To put this in perspective, $100 pesos today is worth about $8 dollars (US) on the black market, and about $11 dollars at the "official" rate. Imagine how it would be if consumers in the U.S. were limited to buying things in increments of 40 cents ($5 pesos), and if the largest bill available were worth less than $10. My friend (the one whose daughter got married yesterday) today told me that in order to pay for the wedding and all the people involved, he had to disburse an amount of bills (most things are still paid for in cash here) that would fill almost two shoeboxes. It's become almost comical, and reminiscent of the stories of hyperinflation we have all heard when people had to use wheelbarrows to carry enough currency to pay for daily expenses.

Why are things so crazy? For one, it's the inevitable result of a classical monetary inflation. But it's also because the government doesn't want to officially recognize that inflation has been running at 25-30% for the past six years—printing larger denomination bills would be equivalent to legitimizing all that inflation. That's silly, of course, since you can't cover up an inflation that is fundamentally driven by an almost 30% annual increase in pesos in circulation (see chart above) over the past six years by printing tons of small-denomination bills. Prices are going up at a significant pace, and it doesn't matter what denomination the bills have.

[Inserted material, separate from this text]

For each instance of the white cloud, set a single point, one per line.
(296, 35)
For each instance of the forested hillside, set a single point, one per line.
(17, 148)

In an attempt to remedy this idiocy, an opposition politician recently proposed a law that would create bills of $500 and $1000 pesos. The government will certainly oppose this measure, but eventually it will pass in some form or other because otherwise the average citizen will need a huge wad of currency in his or her pocket just to make it through the day. Meanwhile, a $100 peso note will buy you a sandwich and maybe a Coke.

For us Americans it's not so bad, since $100 pesos will also get you a decent bottle of wine in most restaurants, or even a decent steak. And despite the inflation, Argentines are wonderfully nice people and the food is terrific.